La promesa, Lafcadio Hearn (1985 - 1904)
I
-No temo la muerte -dijo la moribunda esposa-; sólo tengo una preocupación en este momento. Quisiera saber quién ocupará mi lugar en esta casa.
-Querida mía -repuso el afligido esposo-, nadie ocupará jamás tu lugar en mi casa. Nunca, nunca volveré a casarme.
Al decir esto, hablaba con el corazón; porque amaba a la mujer que estaba a punto de perder.
-¿Lo juras por la fe del samurai? -preguntó ella con apagada sonrisa.
-Por la fe, del samurai -contestó él, acariciando su rostro consumido y pálido.
-Entonces,
amado mío -dijo ella-, me sepultarás en el jardín, ¿verdad?, cerca de
aquellos ciruelos que plantamos en un extremo. Hacía mucho que quería
pedirte esto; pero pensé que, si volvías a desposarte, no te gustaría
tener mi tumba tan cerca. Ahora que prometiste que ninguna mujer ocupará
mi lugar; no es necesario, pues, que titubee en formular mi ruego…
¡Tengo tantos deseos de ser sepultada en el jardín!
Imagino que allí aun oiré a veces tu voz, y que podré ver las flores en la primavera.
-Se hará como deseas -contestó él-, pero no hables ahora de eso; no es tan grave tu mal que hayamos perdido toda esperanza.
-Yo la he perdido -replicó ella-; moriré esta mañana…
Pero, ¿me sepultarás en el jardín?
-Sí -dijo él-, a la sombra de los ciruelos que plantamos -; y tendrás un hermoso sepulcro.

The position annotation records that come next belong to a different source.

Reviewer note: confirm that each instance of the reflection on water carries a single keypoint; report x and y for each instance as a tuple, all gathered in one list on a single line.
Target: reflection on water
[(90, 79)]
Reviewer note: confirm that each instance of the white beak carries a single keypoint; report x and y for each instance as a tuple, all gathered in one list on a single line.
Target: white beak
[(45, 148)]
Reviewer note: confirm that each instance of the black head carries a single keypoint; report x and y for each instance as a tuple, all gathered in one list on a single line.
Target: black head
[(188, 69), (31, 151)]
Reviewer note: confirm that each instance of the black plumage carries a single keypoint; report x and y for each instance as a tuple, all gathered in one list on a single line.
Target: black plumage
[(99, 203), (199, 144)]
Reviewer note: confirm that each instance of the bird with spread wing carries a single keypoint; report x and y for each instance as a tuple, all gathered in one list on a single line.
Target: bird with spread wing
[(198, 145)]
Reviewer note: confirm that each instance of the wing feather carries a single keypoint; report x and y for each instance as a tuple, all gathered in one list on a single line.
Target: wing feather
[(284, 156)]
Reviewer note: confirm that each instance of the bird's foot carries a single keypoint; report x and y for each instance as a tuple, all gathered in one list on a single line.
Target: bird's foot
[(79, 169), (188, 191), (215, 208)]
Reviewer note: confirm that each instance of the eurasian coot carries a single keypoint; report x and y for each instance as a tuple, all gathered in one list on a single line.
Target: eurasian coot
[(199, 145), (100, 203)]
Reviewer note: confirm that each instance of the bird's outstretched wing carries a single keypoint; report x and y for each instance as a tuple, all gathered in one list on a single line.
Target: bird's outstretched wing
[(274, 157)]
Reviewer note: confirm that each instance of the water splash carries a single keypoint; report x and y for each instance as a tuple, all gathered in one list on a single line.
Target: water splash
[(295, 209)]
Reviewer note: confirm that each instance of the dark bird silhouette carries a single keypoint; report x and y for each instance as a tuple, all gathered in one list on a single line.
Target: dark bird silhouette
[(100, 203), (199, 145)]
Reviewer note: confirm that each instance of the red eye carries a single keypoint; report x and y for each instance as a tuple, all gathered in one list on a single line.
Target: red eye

-¿Me darás una campanilla?
-Sí; quiero que en el ataúd pongas una campanilla como esas que llevan los peregrinos budistas.
¿Lo harás?
-Tendrás la campanilla… y cuanto desees. -
Nada
más deseo… Amado mío, siempre has sido muy bueno conmigo. Ahora puedo
morir feliz. Cerró los ojos y expiró con esa facilidad con que se duerme
un niño cansado. Aun muerta, parecía hermosa, y había una sonrisa en su
semblante. La enterraron en el jardín, a la vera de los árboles que
amaba; y junto con ella enterraron una campanilla. Sobre la sepultura se
erigió un hermoso monumento, ornado con el escudo de la familia y
ostentando el siguiente Kaymio: Gran Hermana Mayor, Sombra Luminosa de la Cámara de la Flor del Ciruelo, moras en la Casa del Gran Mar de la Compasión.
Pero,
antes que transcurriera un año de la muerte de su esposa, los parientes
y amigos del samurái comenzaron a instarlo a que contrajese nuevo
matrimonio.
-Aún
eres joven -le decían-; eres hijo único y no tienes descendencia. Un
samurai tiene el deber de tomar esposa. Si mueres sin hijos, ¿quién hará
las ofrendas, quién recordará a los antepasados? Con muchos argumentos
de esta índole persuadiéronle por fin a casarse nuevamente. La esposa
sólo tenía diecisiete años; y el samurai la amó tiernamente, a pesar del
mudo reproche de la tumba del jardín.
II
En
los seis días siguientes a la boda, nada turbó la felicidad de la joven
esposa. Al séptimo, el Samurái recibió orden de cumplir ciertos deberes
que requerían su presencia, de noche en el castillo. La primera noche
en que se vio obligado a dejar sola a su esposa, ella se sintió
intranquila, sin poder explicarlo; vagamente atemorizada, sin saber por
qué.
Se
acostó pero no pudo dormir. Había una extraña opresión en el ambiente,
una pesadez indefinible, como la que suele preceder al estallido de una
tormenta.
A
la Hora del Buey oyó, en el silencio nocturno, una campanilla…una
campanilla de peregrino budista; y se preguntó quién sería el peregrino
que atravesaba las posesiones del samurai a semejante hora. Después de
una pausa, la campanilla se oyó mucho más próxima. Evidentemente, el
peregrino se acercaba a la casa; pero ¿por qué se aproximaba por el
fondo, donde no había camino alguno…? De pronto los perros comenzaron a
gemir y aullar de un modo extraño y horrible; y un temor como el que se
experimenta en ciertas pesadillas asaltó a la joven…Era indudable que la
campanilla sonaba en el jardín …Trató de levantarse para llamar a un
sirviente, pero advirtió que no podía incorporarse, no podía moverse, no
podía llamar… Y el son de la campanilla se oía cada vez más cerca, cada
vez más cerca… ¡ y cómo ladraban los perros!… De pronto, con la
ligereza con que se desliza una sombra, entró-en el aposento una mujer
-aunque todas las puertas estaban cerradas, y todas las cortinas
inmóviles-, una mujer envuelta en un sudario, que traía una campanilla
de peregrino. No tenía ojos… porque hacía mucho que había muerto; y sus
cabellos sueltos caían en una cascada sobre su rostro; y miraba sin ojos
a través de la maraña de sus cabellos, y hablaba sin lengua: -¡En esta
casa no, en esta casa no te quedarás!
Aquí aún soy yo el ama. ¡Te irás! Y a nadie le dirás el motivo de tu partida. Si se lo dices a Él te haré pedazos.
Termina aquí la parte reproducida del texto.